Ghost towns
Does anyone actually come from Aldeburgh, Southwold or Woodbridge? I ask because I’ve visited all three recently and overheard the same clipped accents discuss house conversions and restaurants. A former colleague has just moved to Woodbridge and built a house there.
Some towns make their living from tourism, but some exist in a permanent state of visitation. The locals seem to have no real roots in the area beyond expensive property and a love of the local ham.
This is an irony of The Rings of Saturn. The narrator is an outsider, but so in real life are the Suffolk locals.

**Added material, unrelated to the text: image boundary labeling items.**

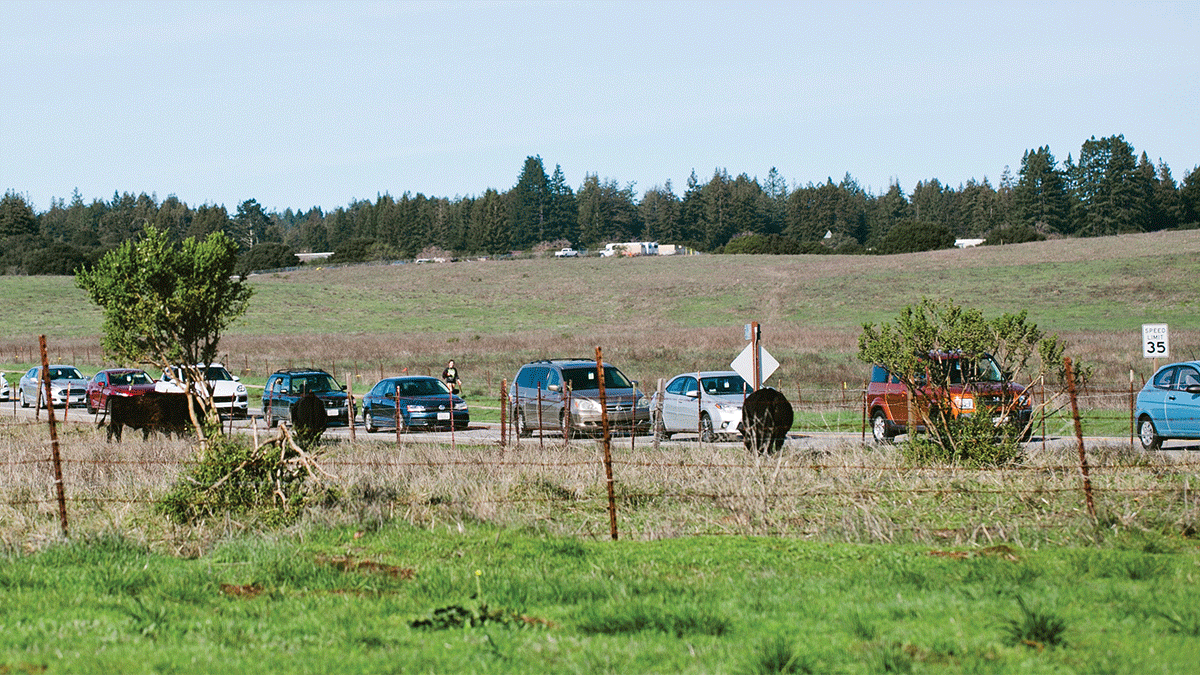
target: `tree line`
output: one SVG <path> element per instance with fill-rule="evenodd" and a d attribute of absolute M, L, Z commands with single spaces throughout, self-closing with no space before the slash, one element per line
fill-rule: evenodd
<path fill-rule="evenodd" d="M 172 195 L 114 193 L 85 203 L 74 192 L 35 213 L 20 193 L 0 201 L 0 270 L 72 274 L 152 225 L 176 240 L 223 232 L 238 243 L 242 271 L 296 264 L 296 251 L 334 251 L 335 261 L 496 256 L 564 245 L 660 241 L 724 253 L 900 253 L 949 247 L 958 238 L 1013 244 L 1054 237 L 1100 237 L 1200 227 L 1200 167 L 1176 183 L 1162 161 L 1135 153 L 1123 136 L 1092 137 L 1058 162 L 1049 147 L 953 187 L 922 180 L 910 193 L 892 184 L 875 195 L 847 173 L 840 181 L 788 186 L 716 169 L 695 173 L 679 195 L 667 181 L 641 197 L 634 184 L 589 174 L 572 189 L 562 167 L 550 174 L 528 157 L 516 184 L 469 197 L 382 193 L 331 211 L 266 213 L 246 199 L 190 207 Z"/>

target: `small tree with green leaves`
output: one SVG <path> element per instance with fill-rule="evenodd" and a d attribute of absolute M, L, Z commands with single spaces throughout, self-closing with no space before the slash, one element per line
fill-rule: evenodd
<path fill-rule="evenodd" d="M 181 365 L 191 400 L 206 392 L 196 364 L 216 358 L 221 333 L 246 312 L 251 288 L 234 275 L 236 265 L 238 244 L 223 232 L 176 244 L 146 223 L 140 238 L 80 270 L 76 285 L 104 310 L 106 354 L 126 364 Z M 204 425 L 193 422 L 203 442 Z"/>
<path fill-rule="evenodd" d="M 1019 419 L 1018 411 L 1030 405 L 1020 389 L 1043 376 L 1063 381 L 1063 348 L 1057 336 L 1046 336 L 1024 310 L 989 319 L 953 300 L 923 299 L 900 310 L 895 323 L 864 324 L 858 338 L 858 358 L 887 369 L 916 402 L 911 414 L 926 435 L 918 438 L 910 432 L 905 453 L 922 464 L 979 465 L 1015 459 L 1028 425 L 996 422 Z M 1006 390 L 996 398 L 995 407 L 980 406 L 971 416 L 960 416 L 952 405 L 954 390 L 988 381 L 984 369 L 974 366 L 985 356 L 1000 366 Z"/>

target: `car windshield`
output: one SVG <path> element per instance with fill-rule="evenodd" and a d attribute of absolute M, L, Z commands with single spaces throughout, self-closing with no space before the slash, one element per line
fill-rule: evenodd
<path fill-rule="evenodd" d="M 113 374 L 112 383 L 120 387 L 128 387 L 131 384 L 152 384 L 154 381 L 150 376 L 140 370 L 137 372 L 116 372 Z"/>
<path fill-rule="evenodd" d="M 445 382 L 433 377 L 397 380 L 396 389 L 401 396 L 448 396 L 450 394 L 450 388 L 445 386 Z"/>
<path fill-rule="evenodd" d="M 572 392 L 584 392 L 588 389 L 600 388 L 600 383 L 596 381 L 596 369 L 594 368 L 572 368 L 563 370 L 563 380 L 570 384 Z M 625 378 L 624 374 L 611 365 L 604 366 L 604 386 L 606 389 L 631 389 L 634 387 L 634 384 Z"/>
<path fill-rule="evenodd" d="M 1003 382 L 1004 375 L 991 357 L 978 359 L 947 358 L 938 359 L 937 365 L 946 369 L 946 382 L 964 384 L 970 382 Z"/>
<path fill-rule="evenodd" d="M 50 380 L 83 380 L 83 374 L 73 368 L 52 368 Z"/>
<path fill-rule="evenodd" d="M 712 396 L 727 396 L 732 394 L 749 394 L 752 389 L 738 375 L 722 375 L 720 377 L 701 377 L 701 386 L 704 393 Z"/>
<path fill-rule="evenodd" d="M 208 380 L 209 382 L 212 382 L 216 380 L 233 380 L 233 376 L 229 375 L 229 371 L 226 370 L 223 366 L 210 365 L 209 368 L 204 369 L 204 378 Z"/>
<path fill-rule="evenodd" d="M 295 394 L 324 394 L 325 392 L 341 392 L 342 387 L 334 380 L 334 376 L 324 372 L 312 375 L 293 376 L 292 392 Z"/>

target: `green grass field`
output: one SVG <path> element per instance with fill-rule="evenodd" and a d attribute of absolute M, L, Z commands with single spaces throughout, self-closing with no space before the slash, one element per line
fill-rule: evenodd
<path fill-rule="evenodd" d="M 253 277 L 222 350 L 251 384 L 318 365 L 360 394 L 455 358 L 484 406 L 521 363 L 596 346 L 642 382 L 724 368 L 760 321 L 781 363 L 769 383 L 805 402 L 800 425 L 856 432 L 863 322 L 922 297 L 1028 310 L 1097 389 L 1121 392 L 1150 374 L 1142 322 L 1171 325 L 1172 359 L 1195 356 L 1198 250 L 1200 232 L 1181 232 L 888 258 L 307 269 Z M 0 309 L 4 370 L 32 362 L 38 334 L 53 360 L 107 365 L 72 280 L 0 277 Z M 1085 429 L 1120 437 L 1127 414 L 1098 394 Z M 334 443 L 322 461 L 343 498 L 286 527 L 156 514 L 186 441 L 108 444 L 72 425 L 61 444 L 67 542 L 44 430 L 0 426 L 0 673 L 1123 674 L 1192 673 L 1200 656 L 1189 452 L 1090 448 L 1093 520 L 1069 448 L 965 471 L 854 443 L 769 461 L 640 443 L 617 453 L 611 542 L 594 443 Z"/>
<path fill-rule="evenodd" d="M 1193 673 L 1190 546 L 337 526 L 0 557 L 6 673 Z"/>

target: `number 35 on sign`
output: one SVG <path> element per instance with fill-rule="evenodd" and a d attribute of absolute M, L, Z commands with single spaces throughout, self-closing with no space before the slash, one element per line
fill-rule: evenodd
<path fill-rule="evenodd" d="M 1147 359 L 1171 357 L 1171 341 L 1168 338 L 1165 323 L 1141 324 L 1141 356 Z"/>

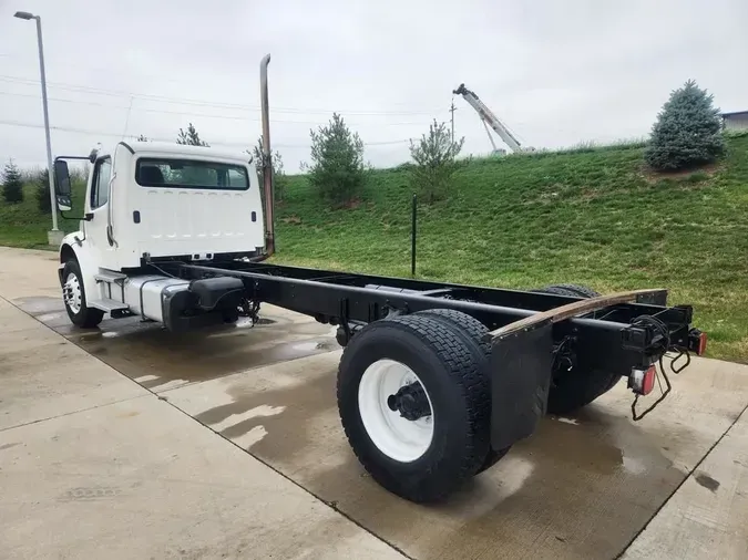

Each create their own local history, one light and humorous, the other darker:
Broadside is brewed to commemorate the Battle of Sole Bay, the fierce battle fought against the Dutch Republic in 1672 off the Suffolk coast. The English fleet was moored in Southwold with Admiral Edward Montagu [the Earl of Sandwich] and most of his sailors drinking in the local ale houses when called to action! Adnams Broadside beer bottle.
On the Royal James alone, which was set aflame by a fireship, nearly half the thousand-strong crew perished. No details of the end of the three-master have come down to us. There were eyewitnesses who claimed to have seen the commander of the English fleet, the Earl of Sandwich, who weighed almost twenty-four stone, gesticulating on the afterdeck as the flames encircled him. All we know for certain is that his bloated body was washed up on the beach near Harwich a few weeks later. The Rings of Saturn.
There are worse places to visit (and worse things to drink) on a winter’s evening.